A Copa do Mundo inspirou a nossa equipe a acompanhar o retorno das cores da bandeira como representação de um desejo comum

Tassia Menezes 

Na primeira semana da Copa do Mundo 2022, as esquinas, as cores e a animação do povo nos fizeram pensar: vamos fazer uma reportagem sobre isso! Após dias rodando bairros e vivenciando as experiências das muitas torcidas que tomaram de volta para elas o verde e amarelo, no dia em que o Brasil perdeu o jogo contra a Croácia e foi eliminado do mundial, a nossa equipe não estava em serviço. Particularmente, a primeira coisa em que pensei quando vi aquele último pênalti ser perdido foi que eu deveria ter ido para a Maré, onde estava no dia da goleada contra a Coreia do Sul e, gentilmente, havia sido convidada a retornar. 
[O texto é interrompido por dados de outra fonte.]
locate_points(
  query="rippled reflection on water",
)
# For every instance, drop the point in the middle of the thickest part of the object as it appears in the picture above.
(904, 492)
Ao longo dos muitos encontros, uma das coisas que mais ouvimos foi sobre como o futebol envolve superstições. Naquele momento, tive certeza. Os olhares tristes após aquela derrota contrastavam com os sorrisos de poucos dias antes. Assim, o “meu olhar” novamente voltou a ser requisitado. Eram muitas histórias que solicitavam ganhar vida. Desde já, informo que talvez não consiga contar todas. Algumas serão para sempre minhas; as outras vocês encontrarão por aqui. No fim, é sobre enxergarem pelo nosso olhar, nas fotos, nas cores e nos escritos, um pouco do que vivemos nesses dias especiais, enquanto ainda havia a esperança de o hexa chegar. 

Decoração na Rua Benjamin Constant, na Glória. | Foto: Fábio Caffé (SGCOM/UFRJ)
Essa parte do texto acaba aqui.